For European organizations, this vulnerability poses a significant risk to the stability and availability of Linux-based systems, which are widely used in servers, cloud infrastructure, and embedded devices. A kernel panic triggered by this flaw can cause unexpected system reboots or crashes, disrupting critical services and operations. Organizations relying on Linux for web hosting, database servers, or network infrastructure may experience downtime, impacting business continuity and service level agreements. Although this vulnerability does not appear to enable direct compromise of confidentiality or integrity, the denial of service impact can be severe, especially in environments requiring high availability such as financial institutions, healthcare providers, and government agencies. Additionally, the debugging and remediation efforts may require system downtime, further affecting operational efficiency. The absence of known exploits reduces immediate risk, but the vulnerability's presence in the kernel memory allocator means that any triggered crash could be leveraged by attackers to cause persistent denial of service. European organizations with large-scale Linux deployments, particularly those using kernel versions around 6.15.0-rc1 or similar, should prioritize patching to maintain system reliability.

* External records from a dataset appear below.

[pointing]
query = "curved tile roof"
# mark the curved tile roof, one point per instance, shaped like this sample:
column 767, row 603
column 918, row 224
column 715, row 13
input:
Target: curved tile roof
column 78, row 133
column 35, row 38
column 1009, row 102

1. Immediate application of the official Linux kernel patch that initializes slab->obj_exts during slab page allocation is essential. Organizations should track kernel updates from trusted sources and deploy them promptly. 2. For environments where immediate patching is not feasible, implement kernel crash monitoring and automated reboot mechanisms to minimize downtime impact. 3. Conduct thorough testing of kernel updates in staging environments to ensure compatibility and stability before production deployment. 4. Employ kernel hardening techniques such as Kernel Address Space Layout Randomization (KASLR) and Kernel Page Table Isolation (KPTI) to reduce the attack surface, although these do not directly mitigate this specific flaw. 5. Maintain comprehensive system and kernel logs to detect and analyze any kernel oops or crashes related to slab allocator issues. 6. Limit access to systems running vulnerable kernel versions to trusted personnel and networks to reduce the risk of accidental or malicious triggering of the vulnerability. 7. Engage with Linux distribution vendors for backported patches if using long-term support (LTS) kernels to ensure timely remediation. 8. Consider implementing redundancy and failover mechanisms in critical systems to maintain service availability in case of kernel crashes.